I'm wondering if someone can help point me to the fastest available methods for solving problems like the following:
Given positive integers $C, D,$ find the smallest positive integers $x$ and $y$ that satisfy $$2y^2 + 2xy - Cx - D = 0.$$
In my use case, $C, D$ are known constants, but they can be large. I'm only interested in the first pair of positive $x, y$ that solve the equation. I found this neat page that has a solver which works fine. However, when $C$ and $D$ get very large, it takes a long time trying to find multiple solutions.
I'm also interested in knowing what kind of computational complexity I'm looking at to solve this type of quadratic, and if solving this sort of equation is intractable when $C, D$ get arbitrarily large.
(Note: I realize writing "the smallest positive integers" is vague, since they are a pair. I'm interested in the smallest positive $x$ that also has a positive $y$ solution.)
Consider your equation as a quadratic equation in $y$ to get
$$2y^2 + (2x)y + (-Cx - D) = 0 \tag{1}\label{eq1A}$$
By the quadratic formula, you then get
$$\begin{equation}\begin{aligned} y & = \frac{-2x \pm \sqrt{4x^2 - 4(2)(-Cx - D)}}{4} \\ & = \frac{-x \pm \sqrt{x^2 + 2Cx + 2D}}{2} \end{aligned}\end{equation}\tag{2}\label{eq2A}$$
Since you're only interested in positive integers $x$ and $y$, you'll only want to use the one adding the square root. For $y$ to be an integer with $x$ being an integer requires the discriminant, i.e., the part in the square root, to be a perfect square.
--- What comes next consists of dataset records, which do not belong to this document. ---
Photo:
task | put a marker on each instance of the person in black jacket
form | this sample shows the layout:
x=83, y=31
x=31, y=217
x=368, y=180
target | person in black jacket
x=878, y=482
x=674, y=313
Let that be with
$$z = x + k, \; k \in \mathbb{Z} \tag{3}\label{eq3A}$$
You thus get
$$y = \frac{-x + (x + k)}{2} = \frac{k}{2} \tag{4}\label{eq4A}$$
and
$$\begin{equation}\begin{aligned} x^2 + 2Cx + 2D & = (x + k)^2 \\ x^2 + 2Cx + 2D & = x^2 + 2kx + k^2 \\ (2C - 2k)x & = k^2 - 2D \end{aligned}\end{equation}\tag{5}\label{eq5A}$$
Now, if $2C = 2k \implies k = C$, then $k^2 = 2D \implies D = \frac{C^2}{2}$. In that case, you get from \eqref{eq4A} that
$$y = \frac{C}{2} \tag{6}\label{eq6A}$$
and then you can get $x$ from \eqref{eq1A}, which I'll leave to you to do.
Otherwise, if $D \neq \frac{C^2}{2}$, and thus $C \neq k$, you then get from \eqref{eq5A} that
$$x = \frac{k^2 - 2D}{2C - 2k} \tag{7}\label{eq7A}$$
From \eqref{eq4A}, you need for $k$ to be an even integer, say
$$k = 2j \tag{8}\label{eq8A}$$
Then \eqref{eq7A} becomes
$$\begin{equation}\begin{aligned} x & = \frac{4j^2 - 2D}{2C - 4j} \\ & = \frac{2j^2 - D}{C - 2j} \\ & = \frac{2j^2 - Cj + Cj - D}{C - 2j} \\ & = \frac{j(2j - C) + Cj - D}{C - 2j} \\ & = -j + \frac{Cj - D}{C - 2j} \end{aligned}\end{equation}\tag{9}\label{eq9A}$$
Thus, you now need to find integers $j$ such that $C - 2j \mid Cj - D$. One extra thing you can do to help with the calculations is to handle whether $C$ is even or odd. For example, if $C$ is even, e.g.,
$$C = 2i, \; i \in \mathbb{Z} \tag{10}\label{eq10A}$$
then the fraction in \eqref{eq9A} becomes
$$\begin{equation}\begin{aligned} \frac{Cj - D}{C - 2j} & = \frac{2ij - D}{2i - 2j} \\ & = \frac{2ij - 2i^2 + 2i^2 - D}{2i - 2j} \\ & = \frac{i(2j - 2i) + 2i^2 - D}{2i - 2j} \\ & = -i + \frac{2i^2 - D}{2i - 2j} \end{aligned}\end{equation}\tag{11}\label{eq11A}$$
Now, you just need to find a $j$ where $2i - 2j \mid 2i^2 - D$. You can do something similar for the case where $C$ is odd.
Using these equations might help make the calculations required somewhat easier & more efficient, even for very large $C$ and $D$.